Tracking in Action — A DVD rental company pays a premium price to have its product placed in a specific location, such as a kiosk located at the main entrance of a mall or right outside the front doors of a grocery store. If the rental company notices a drastic slip in sales at a certain location, it can use GPS and location services with ECM to determine whether that kiosk has been moved recently. Similarly, a construction company has routers in its trailers at work sites — but those trailers tend to move every few months. IT administrators can always know which routers are in what location without the need for complex reporting procedures from on-site workers every time the trailer relocates to a new project.
#4: Loss Prevention
Some companies may utilize hundreds, thousands, and even hundreds of thousands of routers through their line of business. Requiring employees or contractors to manually track where these routers have been deployed naturally adds human error to the equation. Being able to track where things have been as well as where they are can help with loss prevention and, consequently, can reap substantial cost savings.
Loss Prevention in Action — An Internet provider dispatches hundreds of trucks for customer service, installations, and repairs. Each truck carries routers that are specifically used for business customers that need new service or for current business customers that break/fix service. GPS and location services with ECM can track every single piece of inventory via one pane of glass, eliminating the need for on-site technicians to manually enter and report where each router is placed.

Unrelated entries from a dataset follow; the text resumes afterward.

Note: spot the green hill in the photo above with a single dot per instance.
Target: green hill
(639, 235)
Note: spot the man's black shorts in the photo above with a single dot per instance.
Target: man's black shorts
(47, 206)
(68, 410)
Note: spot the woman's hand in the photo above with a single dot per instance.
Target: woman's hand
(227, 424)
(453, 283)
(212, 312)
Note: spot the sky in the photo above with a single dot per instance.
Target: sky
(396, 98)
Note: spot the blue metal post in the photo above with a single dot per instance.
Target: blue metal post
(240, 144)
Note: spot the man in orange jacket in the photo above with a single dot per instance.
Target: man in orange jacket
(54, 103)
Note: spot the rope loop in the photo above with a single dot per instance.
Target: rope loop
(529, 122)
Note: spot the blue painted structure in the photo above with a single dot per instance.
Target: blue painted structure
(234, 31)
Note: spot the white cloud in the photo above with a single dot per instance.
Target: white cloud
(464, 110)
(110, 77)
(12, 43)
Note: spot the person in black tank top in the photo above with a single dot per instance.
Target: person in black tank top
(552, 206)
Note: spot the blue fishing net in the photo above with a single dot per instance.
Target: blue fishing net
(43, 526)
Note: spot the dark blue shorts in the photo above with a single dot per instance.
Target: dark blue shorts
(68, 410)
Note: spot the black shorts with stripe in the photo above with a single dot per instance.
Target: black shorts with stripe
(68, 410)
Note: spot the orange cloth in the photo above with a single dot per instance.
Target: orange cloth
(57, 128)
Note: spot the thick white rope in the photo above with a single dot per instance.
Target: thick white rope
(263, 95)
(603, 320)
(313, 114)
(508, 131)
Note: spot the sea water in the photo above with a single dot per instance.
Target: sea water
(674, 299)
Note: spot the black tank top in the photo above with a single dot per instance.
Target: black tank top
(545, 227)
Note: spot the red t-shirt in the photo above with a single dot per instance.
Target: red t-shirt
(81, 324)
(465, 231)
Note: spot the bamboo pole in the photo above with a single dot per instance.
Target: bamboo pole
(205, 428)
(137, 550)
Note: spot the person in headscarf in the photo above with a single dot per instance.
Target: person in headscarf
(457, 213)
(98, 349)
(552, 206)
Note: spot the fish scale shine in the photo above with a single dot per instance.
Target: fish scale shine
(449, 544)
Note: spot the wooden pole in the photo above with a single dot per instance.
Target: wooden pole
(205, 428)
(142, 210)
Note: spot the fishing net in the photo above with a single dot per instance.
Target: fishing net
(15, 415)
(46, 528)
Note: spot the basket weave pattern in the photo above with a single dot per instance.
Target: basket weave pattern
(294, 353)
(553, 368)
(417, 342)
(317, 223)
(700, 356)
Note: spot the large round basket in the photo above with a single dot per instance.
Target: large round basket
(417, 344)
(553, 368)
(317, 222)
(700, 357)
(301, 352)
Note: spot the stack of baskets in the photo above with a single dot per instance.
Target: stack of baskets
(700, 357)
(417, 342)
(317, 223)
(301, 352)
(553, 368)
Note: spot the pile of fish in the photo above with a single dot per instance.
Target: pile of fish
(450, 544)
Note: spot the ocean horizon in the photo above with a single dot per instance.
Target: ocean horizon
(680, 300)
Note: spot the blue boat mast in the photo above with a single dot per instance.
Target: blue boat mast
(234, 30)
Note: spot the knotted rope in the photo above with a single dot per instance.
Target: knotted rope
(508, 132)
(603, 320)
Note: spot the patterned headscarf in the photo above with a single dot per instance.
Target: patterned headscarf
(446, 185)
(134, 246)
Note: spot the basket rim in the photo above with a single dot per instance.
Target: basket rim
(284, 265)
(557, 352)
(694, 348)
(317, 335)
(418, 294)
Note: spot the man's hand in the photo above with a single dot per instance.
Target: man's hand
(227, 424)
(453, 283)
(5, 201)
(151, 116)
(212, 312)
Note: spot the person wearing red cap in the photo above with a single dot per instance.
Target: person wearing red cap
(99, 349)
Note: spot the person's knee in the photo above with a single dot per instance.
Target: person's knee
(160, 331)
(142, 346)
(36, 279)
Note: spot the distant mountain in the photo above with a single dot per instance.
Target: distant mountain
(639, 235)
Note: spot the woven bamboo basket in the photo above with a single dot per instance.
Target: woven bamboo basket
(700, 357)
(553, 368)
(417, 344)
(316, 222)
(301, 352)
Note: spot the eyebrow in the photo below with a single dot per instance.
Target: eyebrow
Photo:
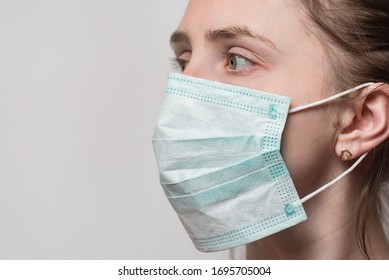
(226, 33)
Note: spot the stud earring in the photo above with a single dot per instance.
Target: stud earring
(345, 154)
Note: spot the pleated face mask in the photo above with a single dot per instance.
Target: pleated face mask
(218, 151)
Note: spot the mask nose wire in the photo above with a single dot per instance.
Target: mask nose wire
(328, 99)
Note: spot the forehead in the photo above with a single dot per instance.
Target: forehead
(279, 20)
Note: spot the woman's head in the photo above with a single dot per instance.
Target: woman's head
(355, 32)
(305, 50)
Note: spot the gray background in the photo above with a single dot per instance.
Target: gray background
(80, 86)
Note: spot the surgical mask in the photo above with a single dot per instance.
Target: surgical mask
(218, 151)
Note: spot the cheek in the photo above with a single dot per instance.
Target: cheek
(307, 145)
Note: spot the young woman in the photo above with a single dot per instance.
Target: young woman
(306, 51)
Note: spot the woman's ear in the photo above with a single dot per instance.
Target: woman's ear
(365, 124)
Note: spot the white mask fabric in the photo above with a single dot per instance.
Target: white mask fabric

#5: Physical Security (Geofencing)
At times companies and organizations need to know immediately whether one of their routers — or one of the vehicles that houses their routers—has left a particular area. GPS and location services with ECM can immediately alert relevant personnel (such as IT and security teams) when a router has crossed a predetermined geographic boundary. This feature not only ensures the safety of company equipment; it also helps uphold the safety of company employees and contractors.
Physical Security in Action — Using GPS and location services, a city’s police department establishes geofencing for its patrol cars to ensure the safety of its officers. If and when a police unit leaves the predetermined area, the router immediately transmits an alert, thereby informing headquarters that something is amiss with that particular patrol car. Because the unit’s GPS location can be tracked, a response team can be dispatched to investigate, even if the vehicle’s officer can’t be reached via radio or other modes of communication.